Он бросился на их поиски и спустя какое-то время сумел отыскать всех троих на самой окраине Назарета, сидящих в тени деревьев старой кедровой рощи. И вот здесь он, словно заново, увидел глаза Иисуса. В них не было осуждения, напротив, брат смотрел на него доверчиво, как ребенок, обнаруживая свою полную беззащитность, и в то же время этот взгляд таил в себе такие потрясающие глубины, заглядывать в которые обычному человеку было не просто опасно, но смертельно опасно. Взгляд этот словно передавал некую метку, некий опознавательный знак, говоривший, что отныне тот, чьей судьбы он коснулся, уже никогда не сможет вернуться к прежнему своему существованию, ибо все, что казалось до сих пор важным и значительным, все, что имело хоть какую-нибудь ценность в его жизни, превращалось в абсолютное ничто перед сокрушительным вихрем всепоглощающей вечности.
Он не помнил, как долго просидели они, наслаждаясь живительной прохладой, идущей от стволов кедровника. Память сохранила только удаляющиеся на фоне темнеющего неба фигуры трех путников. Он смотрел им вслед и понимал, что Иисус никогда больше не вернется к материнским объятиям, что дорога, избранная братом, была дорога к иным мирам, где дом в Назарете оказался почти невидимой пылинкой, затерявшейся в пространстве, неподвластном времени.
Когда поздно вечером, почти ночью, он вошел в дом, мать и обе сестры молча посмотрели на него и не задали ни единого вопроса. А он, скрестив ноги, сел в углу комнаты и, раскачиваясь из стороны в сторону, тихонько выл от того, что будущее, которое накатывалось на него, было темно и страшно.

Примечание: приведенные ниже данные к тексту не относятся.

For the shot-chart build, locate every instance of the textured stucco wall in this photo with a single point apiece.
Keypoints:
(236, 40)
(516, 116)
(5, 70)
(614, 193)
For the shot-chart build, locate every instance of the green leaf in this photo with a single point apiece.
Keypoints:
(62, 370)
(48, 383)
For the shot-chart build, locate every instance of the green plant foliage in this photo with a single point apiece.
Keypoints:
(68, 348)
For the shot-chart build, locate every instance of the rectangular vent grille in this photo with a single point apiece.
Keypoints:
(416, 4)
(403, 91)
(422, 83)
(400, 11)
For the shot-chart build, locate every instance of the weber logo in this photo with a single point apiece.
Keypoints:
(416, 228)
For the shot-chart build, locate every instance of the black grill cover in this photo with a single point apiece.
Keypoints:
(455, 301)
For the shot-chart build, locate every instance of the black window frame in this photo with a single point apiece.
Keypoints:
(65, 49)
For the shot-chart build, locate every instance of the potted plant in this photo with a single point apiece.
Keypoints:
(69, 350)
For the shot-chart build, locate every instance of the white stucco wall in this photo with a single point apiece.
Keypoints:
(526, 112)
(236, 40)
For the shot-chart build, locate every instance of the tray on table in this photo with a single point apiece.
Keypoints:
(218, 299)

Впрочем, он не любил вспоминать об этом.
7
Музыка над головой неожиданно оборвалась, он понял, что наступило время перерыва и коротконогая учительница вышла на лестничную площадку, чтобы сделать свою первую с начала занятий затяжку. Еще он подумал о том, что знает эти длинные сигареты с тонкой примесью ментолового аромата. Ли-Ли курила точно такие же, и он однажды испугался, поднимаясь к себе и почувствовав струящийся по подъезду характерный запах. Впрочем, его испуг оказался напрасным, Ли-Ли никогда не интересовалась тем, где он жил, как и множеством других вещей, которые, вполне возможно, ей хотелось прояснить, но из-за врожденной деликатности (так, по крайней мере, он думал – из деликатности, а не из равнодушия) она этого не делала.

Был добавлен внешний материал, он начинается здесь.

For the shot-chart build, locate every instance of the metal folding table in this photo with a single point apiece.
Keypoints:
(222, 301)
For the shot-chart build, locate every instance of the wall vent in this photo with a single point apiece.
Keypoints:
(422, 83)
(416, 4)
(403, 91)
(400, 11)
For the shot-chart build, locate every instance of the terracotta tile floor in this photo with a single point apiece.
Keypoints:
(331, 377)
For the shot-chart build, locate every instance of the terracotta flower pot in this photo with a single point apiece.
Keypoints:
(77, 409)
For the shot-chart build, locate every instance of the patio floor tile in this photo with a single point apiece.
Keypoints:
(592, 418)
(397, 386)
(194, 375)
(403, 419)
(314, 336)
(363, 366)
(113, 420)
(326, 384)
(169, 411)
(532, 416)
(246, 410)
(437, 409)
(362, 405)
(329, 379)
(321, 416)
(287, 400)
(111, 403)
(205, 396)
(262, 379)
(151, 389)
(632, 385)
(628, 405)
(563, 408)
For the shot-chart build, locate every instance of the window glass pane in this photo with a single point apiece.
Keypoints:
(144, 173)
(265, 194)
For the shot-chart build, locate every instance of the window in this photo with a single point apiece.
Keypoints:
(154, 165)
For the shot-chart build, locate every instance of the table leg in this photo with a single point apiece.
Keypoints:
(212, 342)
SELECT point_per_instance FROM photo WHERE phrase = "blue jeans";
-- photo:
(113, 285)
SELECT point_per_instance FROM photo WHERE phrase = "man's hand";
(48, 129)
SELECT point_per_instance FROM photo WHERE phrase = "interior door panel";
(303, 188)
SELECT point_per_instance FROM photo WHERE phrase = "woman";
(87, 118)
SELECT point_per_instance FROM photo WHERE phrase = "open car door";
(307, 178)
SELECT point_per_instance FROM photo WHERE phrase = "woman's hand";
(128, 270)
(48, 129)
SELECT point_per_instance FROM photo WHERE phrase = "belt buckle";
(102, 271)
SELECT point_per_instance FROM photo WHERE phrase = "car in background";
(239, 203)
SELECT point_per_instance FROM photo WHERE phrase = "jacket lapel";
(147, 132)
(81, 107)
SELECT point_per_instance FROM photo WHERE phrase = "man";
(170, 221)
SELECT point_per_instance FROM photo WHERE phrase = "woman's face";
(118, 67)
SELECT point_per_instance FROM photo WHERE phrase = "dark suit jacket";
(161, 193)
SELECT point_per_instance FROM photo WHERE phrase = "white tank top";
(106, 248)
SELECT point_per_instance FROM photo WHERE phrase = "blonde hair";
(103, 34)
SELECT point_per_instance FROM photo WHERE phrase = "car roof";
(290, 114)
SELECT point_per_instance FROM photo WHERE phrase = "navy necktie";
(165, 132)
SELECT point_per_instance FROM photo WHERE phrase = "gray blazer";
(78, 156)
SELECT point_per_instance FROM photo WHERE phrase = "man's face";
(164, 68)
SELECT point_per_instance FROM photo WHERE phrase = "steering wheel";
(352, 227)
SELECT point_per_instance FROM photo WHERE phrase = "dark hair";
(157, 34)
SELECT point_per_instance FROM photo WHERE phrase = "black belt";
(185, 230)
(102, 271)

Он тоже не пытался получить никакой дополнительной информации о ее личной жизни. Выходило все так, что где-то по краям оберегаемого ими островка катил свои волны океан повседневной жизни, чередуя шторма и краткие штили, а здесь на песке, согретом их собственным теплом, было всегда уютно и тихо, и не то чтобы сонно и скучно, нет, это был островок спасения, где каждый черпал силы для предстоящего – он для перехода в мир иной, она… Впрочем, он не переступал за роковую черту ненужного знания, потому что кажущееся ненужным в данный момент уже через малый промежуток времени могло начать плести паутину необходимости его участия в том или ином событии ее жизни, могло обозначить меру ответственности за собственные слова и поступки, и тогда прости-прощай безмятежный и праздничный уход из этой реальности.
И вот сегодня оставалось сделать последнее: посетить вместе с Ли-Ли то место, где он неожиданно обрел потерянное было прошлое и где оно, это прошлое, дало ему возможность вновь ощутить свое Я, его смысл и его необходимость.